Layer7-protocol is a method of searching for patterns in ICMP/TCP/UDP streams. It collects the first 10 packets of a connection or the first 2KB of a connection and searches for the pattern in the collected data. If the pattern is not found in the collected data, the matcher stops inspecting further. Allocated memory is freed and the protocol is considered unknown. You should take into account that a lot of connections will significantly increase memory and CPU usage. To avoid this, add regular firewall matches to reduce the amount of data passed to layer-7 filters repeatedly.

An additional requirement is that the layer7 matcher must see both directions of traffic (incoming and outgoing). To satisfy this requirement l7 rules should be set in the forward chain.
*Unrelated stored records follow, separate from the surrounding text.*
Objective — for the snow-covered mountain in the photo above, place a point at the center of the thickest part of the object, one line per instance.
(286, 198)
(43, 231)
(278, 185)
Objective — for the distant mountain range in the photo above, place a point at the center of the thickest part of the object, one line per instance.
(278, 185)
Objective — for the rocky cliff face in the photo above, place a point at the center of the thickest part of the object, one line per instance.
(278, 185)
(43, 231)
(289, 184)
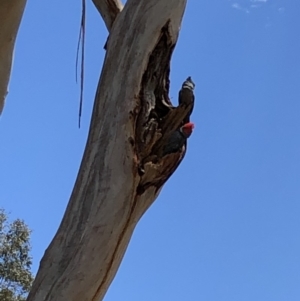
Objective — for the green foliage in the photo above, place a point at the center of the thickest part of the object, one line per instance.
(15, 261)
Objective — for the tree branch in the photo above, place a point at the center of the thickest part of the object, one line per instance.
(108, 9)
(110, 195)
(10, 17)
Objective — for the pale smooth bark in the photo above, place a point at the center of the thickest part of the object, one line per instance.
(11, 12)
(118, 179)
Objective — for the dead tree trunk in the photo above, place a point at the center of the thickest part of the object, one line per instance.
(122, 171)
(11, 12)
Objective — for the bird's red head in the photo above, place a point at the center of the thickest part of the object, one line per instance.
(187, 129)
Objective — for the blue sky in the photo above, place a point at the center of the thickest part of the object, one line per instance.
(226, 225)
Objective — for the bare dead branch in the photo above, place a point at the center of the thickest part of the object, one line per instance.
(10, 17)
(110, 194)
(108, 9)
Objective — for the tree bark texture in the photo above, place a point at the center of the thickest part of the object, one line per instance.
(122, 171)
(11, 12)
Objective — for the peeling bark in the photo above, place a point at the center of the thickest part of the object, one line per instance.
(108, 9)
(11, 12)
(122, 170)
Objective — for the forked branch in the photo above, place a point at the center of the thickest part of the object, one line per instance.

If a rule is set in the input/prerouting chain then the same rule must be also set in the output/postrouting chain, otherwise, the collected data may not be complete resulting in an incorrectly matched pattern.

In this example, we will use a pattern to match RDP packets.

/ip firewall layer7-protocol add name=rdp regexp="rdpdr.*cliprdr.*rdpsnd"


If the Layer7 matcher recognizes the connection, then the rule marks this connection as its "own" and other rules do not look at this connection anymore even if the two firewall rules with Layer7 matcher are identical.


When a user uses HTTPS, Layer7 rules will not be able to match this traffic. Only unencrypted HTTP can be matched.